The only problem with leaving this window, with trying to find my way out of his control, is that once I do, I won’t know what’s going on in the outside world. I will be fully locked within my own mind and unaware of the things Faunus does in my name.
Faunus mostly controls my body. Mostly being the imperative word.
Leaving the window means Faunus will be in full control. But remaining here… simply watching… means I am incapable of removing him. Thus, if I go in search of the door to his mind, I leave the window unattended. If I leave the window, he’ll have all the control. I won’t know what has happened until I return. Of course, I must wrestle my mind away from his, but it requires me to find his entry point.
My surroundings are familiar. I know where I am, or at least where my body is. But inside my mind, I can’t be in two places at once… except…
Stregen, I whisper deep into the recesses of my mind. Faunus hasn’t overlaid his own infrastructure that far. Give him time, though…
The heavy presence of the ghoul presses against my mind. Stregen thinks in emotions yet understands my thoughts.
I need you to stay here and keep watch. Not that he has much of an attention span or focus, but it’s all I can think of, and two heads are better than one, as they say.
I will be leaving my… mind for a little while, Stregen, and you cannot trust that the count you know so well will be the same count you will see in the immediate future. I wait for my words to settle within him—for them to make some type of rational sense.
When I get the feeling from Stregen that he understands, I continue. The most important task for you, Stregen, is to keep Everly safe. At all costs. Follow her. Do not allow her out of your sight.
Stregen remains and stands at the window, looking out. He nods and it’s a silent reassurance that he understands his mission and will follow it. As long as he doesn’t get distracted, I can keep tabs on the outside world as I travel this maze of my thoughts.
I set off, feeling my way around, recognizing the pathways of my mind. If I concentrate, if I look through the mirrors, I can see past the reflection to the highway of dark spheres that are my thoughts. These are my own, without the encumbrance of Faunus. Good.
These new path-thoughts are akin to taking a frontage road along a freeway. Faunus hasn’t completely rooted inside my head just yet, but I don’t know how much time I have until these two lanes merge.
The hallway shakes. Mirrors clatter. Reflections blur. The straight line in front of me curves like a wet noodle. I look at the reflection again and I don’t see the highway. The frontage road is now combined with the highway.
This can only mean one thing: Faunus is taking over. It is as I feared.
This groundwork of thought tubes is only temporary. My pain becomes acid on my tongue. I’m not the only one who will be affected. If Faunus takes control of me, he’ll have control of more than he bargained for. Or maybe such was his plan all along.
I have to get through this maze, find Faunus and separate this connection between us.

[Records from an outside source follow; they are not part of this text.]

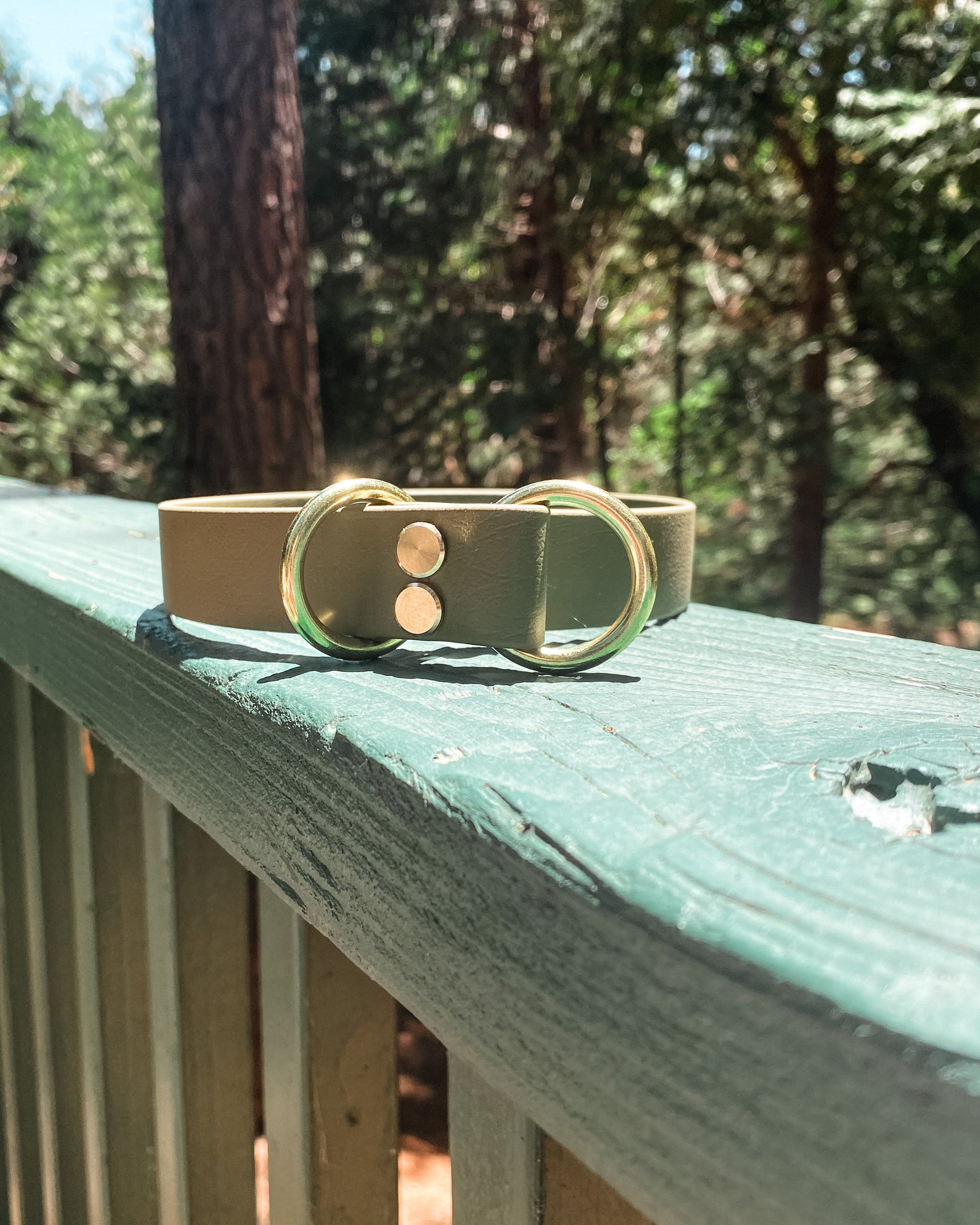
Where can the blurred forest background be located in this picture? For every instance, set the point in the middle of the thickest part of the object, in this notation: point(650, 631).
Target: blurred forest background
point(724, 249)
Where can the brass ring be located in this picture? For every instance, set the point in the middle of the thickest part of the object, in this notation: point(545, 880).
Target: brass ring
point(610, 510)
point(298, 609)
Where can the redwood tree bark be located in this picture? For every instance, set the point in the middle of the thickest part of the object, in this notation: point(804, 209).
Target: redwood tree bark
point(810, 467)
point(248, 413)
point(539, 266)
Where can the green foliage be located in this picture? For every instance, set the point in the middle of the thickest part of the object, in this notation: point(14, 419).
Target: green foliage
point(85, 372)
point(564, 236)
point(504, 195)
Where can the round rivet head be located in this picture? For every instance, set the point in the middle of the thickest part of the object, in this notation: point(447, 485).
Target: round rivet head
point(418, 609)
point(421, 549)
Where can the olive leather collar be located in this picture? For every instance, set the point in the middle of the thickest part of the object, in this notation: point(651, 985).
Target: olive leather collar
point(510, 572)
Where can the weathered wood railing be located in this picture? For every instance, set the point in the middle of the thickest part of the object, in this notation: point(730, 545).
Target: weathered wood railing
point(707, 919)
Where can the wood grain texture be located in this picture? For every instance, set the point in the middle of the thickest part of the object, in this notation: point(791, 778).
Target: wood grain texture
point(165, 1007)
point(122, 950)
point(16, 1038)
point(638, 902)
point(497, 1155)
point(353, 1092)
point(37, 955)
point(54, 847)
point(78, 761)
point(213, 947)
point(573, 1195)
point(285, 1048)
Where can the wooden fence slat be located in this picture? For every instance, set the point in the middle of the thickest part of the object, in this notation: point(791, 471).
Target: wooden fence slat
point(576, 1196)
point(495, 1149)
point(287, 1107)
point(55, 748)
point(165, 1010)
point(124, 989)
point(86, 961)
point(211, 895)
point(18, 1147)
point(37, 963)
point(353, 1091)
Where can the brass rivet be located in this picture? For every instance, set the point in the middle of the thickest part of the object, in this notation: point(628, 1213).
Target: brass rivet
point(418, 609)
point(421, 549)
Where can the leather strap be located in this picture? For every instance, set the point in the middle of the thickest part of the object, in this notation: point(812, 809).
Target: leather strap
point(510, 571)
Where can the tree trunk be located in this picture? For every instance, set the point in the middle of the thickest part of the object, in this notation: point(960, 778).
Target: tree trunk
point(810, 468)
point(679, 361)
point(236, 247)
point(539, 266)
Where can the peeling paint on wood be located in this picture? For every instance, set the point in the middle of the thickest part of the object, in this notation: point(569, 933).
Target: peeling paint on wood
point(636, 902)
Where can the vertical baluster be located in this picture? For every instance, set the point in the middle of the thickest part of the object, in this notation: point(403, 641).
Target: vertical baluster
point(57, 761)
point(495, 1150)
point(353, 1091)
point(16, 1049)
point(168, 1087)
point(90, 1031)
point(211, 907)
point(506, 1172)
point(37, 955)
point(122, 954)
point(576, 1196)
point(284, 969)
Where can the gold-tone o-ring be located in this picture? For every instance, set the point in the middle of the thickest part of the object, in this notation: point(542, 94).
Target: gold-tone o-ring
point(577, 495)
point(298, 609)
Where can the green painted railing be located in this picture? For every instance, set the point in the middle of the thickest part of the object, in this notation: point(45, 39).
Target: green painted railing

As I search for the door between our minds, Stregen relays what is happening outside my mind. I am worried for Everly, yes, but there is little else I can do. If Faunus overtakes me, he will kill the lovely dryad in my name. And I cannot allow such to happen. Though I cannot explain exactly why, I am quite fond of the beautiful, young doe. I have smiled more in her company than I have in… centuries. And even though I am sworn to protect her, I would protect her even if I had not agreed to it. She is the only thing that brings me any sort of happiness and I shall be damned if I allow Faunus to harm a hair on her head.
I trust Stregen. I can feel his affinity towards Everly, as well. For as much as he is able, the ghoul is very fond of her. As am I. And he is both pleased and proud that I have placed him responsible for her safety. Yes, he will protect her to the best of his ability and it must be enough for me. At this juncture, it is.
My body is on the move. I pause, watching.
I disappear into the darkness, becoming one with the shadows. Not even the elven can see as vampires do after sunset. Our worlds come alive. Colors are different. Their beauty is not as vibrant as during the day, but they are there, all the same. A vampire’s vision is different from any other creature’s. It takes Faunus a good, long time to adjust.
You see things much differently, Faunus says to me through our connection.
The sneer in my thoughts can’t be denied. “You say ‘different,’ but I believe you’re looking for the word ‘superior.’”
The snuffle of a laugh echoes in my mind. You, superior? And yet, it is I who have mastered your body. I who am the one to take domicile within you.
I snarl this time. “Like a parasite.”
His smugness is more a feeling than a thought. We’re merged enough that I’m able to get that much from him. It’s a bad sign. If I don’t throw off his convergence, I’ll be fighting with him for the rest of our days.
And that will be enough to drive me mad.